第2話 始まりの前
3月下旬
新学年に向けての準備を進めていた時にそれを幻視した。
地球そのものを覆う魔力の膜。その奥にある無数の流星は地上に降り注ぐことはない。
(隠匿系に妨害系……。防御系の効力はなしか)
前にいる人物に気付かれないように魔力を眼に通し解析する。
「おや。どうされましたか?」
どうも考察をしている間に随分と先にいた彼女は既に生徒会室の扉を開けてこちらを見つめていた。流石に彼女に迷惑をかける訳にはいかない。
「なんでもありませんよ。ちょっとした警戒みたいなものですから」
「そう。急に足音が消えたから驚いたわ」
何でもないように告げたその言葉にハッと意識を切り替える。周囲に誰も居ないことは確実なのだがどうも存在感が一気に失せていたらしい。
生徒会室に入ると彼女はすぐさまに扉の鍵を閉める。この学園の創立目的からして機密性が高いこの部屋は生徒会役員間での密談に使われることが多い。
例えば世界でその名を示す大企業のご令嬢とその護衛の会話とか。
「一応聞くけど裏の人間ではないよね?」
紅茶を入れつつも自身にとっての最大限の懸念事項を挙げていた彼女はどこか先ほどまでの表の顔ではなく経営者としての顔に変貌していた。

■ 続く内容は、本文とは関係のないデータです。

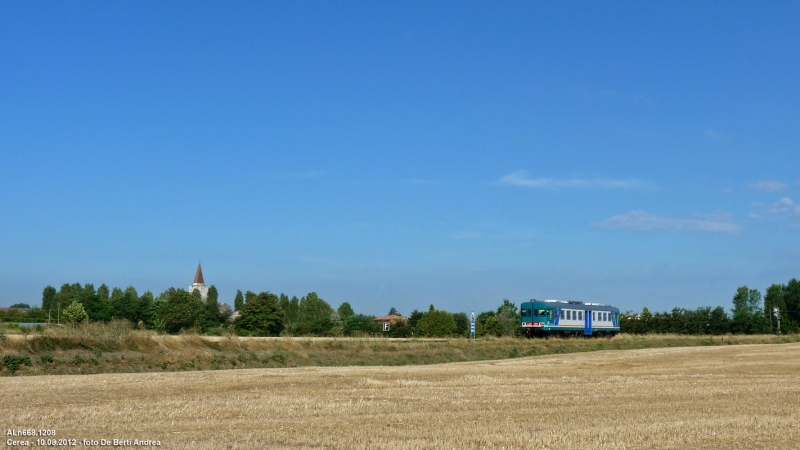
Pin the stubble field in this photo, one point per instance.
(745, 396)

「流石に。ある意味では監獄に近い此処にちょかい出せるヤツはいないな」
「そうなら良いわ。貴方独自の調査網に何かが引っかかる程度の認識でいいわね。……大分拙いよね、それ」
まあ対界用の警戒なんて世界政府なんかか、国際連合軍でも作らない限りは不可能だろうし。アレがこの世界に害を及ぼすかどうかまだ判断材料が足りない。ただそれを話すのは彼女にも危険が及ぶ可能性があるので避けるべきだろう。
「ほぼ勘みたいなやつだしな。気にしても無駄だろ」
「貴方の勘は当たるから怖いんだけど」
まぁ色んな技術併用しているから一般人との感覚のずれが起きているだけのはず。
大丈夫だよな?
その後、二人で片付けるにはやや多い事務作業をこなして今日の仕事はいいと切り上げられたので家に戻ろうとした時だった。
突如として金縛りのように体が動かなくなった。それだけではなく体内に溜めていた魔力が瞬時として霧散した。別に現世の地球人が体内に溜め込んだ魔力を霧散させたところで影響が出る訳ではない。そして束縛をするわけでもない。単に嫌がらせとしか言いようがない状態であろう。
ただ1つの術式系統を除く限りは。
そしてそうだと断定できる前に足元に魔導式が現れ霧散したであろう魔力によって全身が包まれる。
「指定召喚式かぁ」
一体何処に、何故呼ばれるのだろうか。そう思えたかもしれない瞬間。
世界の歯車が動き出す術式が完全起動した。